Les yeux des missionnaires se fixèrent sur ce visage si lumineux et rayonnant d'amour.

─ Oui, c'est le même Jésus, dit Jacques. Il est Unique.

─ Alors j'avais raison? demanda le paysan d'une voix forte, passant soudain sa tête dans l'embrasure de la porte. Est-ce que c'était lui, l'homme dont vous avez parlé tout à l'heure?

─ Oui, l'homme dont nous avons parlé est ici avec nous, affirma David. Il demeure dans cette maison. Tu avais parfaitement raison!

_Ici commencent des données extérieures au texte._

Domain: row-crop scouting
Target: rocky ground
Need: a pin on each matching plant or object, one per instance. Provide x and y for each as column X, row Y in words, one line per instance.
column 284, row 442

As-tu déjà passé près d'un champ de renoncules avant le lever du soleil et remarqué chaque fleur en bouton? Es-tu revenu quelques heures plus tard pour trouver chacune de ces fleurs d'or épanouie et reflétant le soleil? Ce n'est pas en se démenant, ni en travaillant qu'elles ont accompli ce prodige, mais simplement en se tournant vers la lumière. De la même manière, quand nous nous tournons vers Jésus, quand nous considérons, dans les évangiles, sa vie parfaite et son amour, et que nous recherchons à être comme lui, nous sommes progressivement transformés.

«Nous tous, contemplant à face découverte la gloire du Seigneur, nous sommes transformés en la même image» (2 Cor. 3, 18).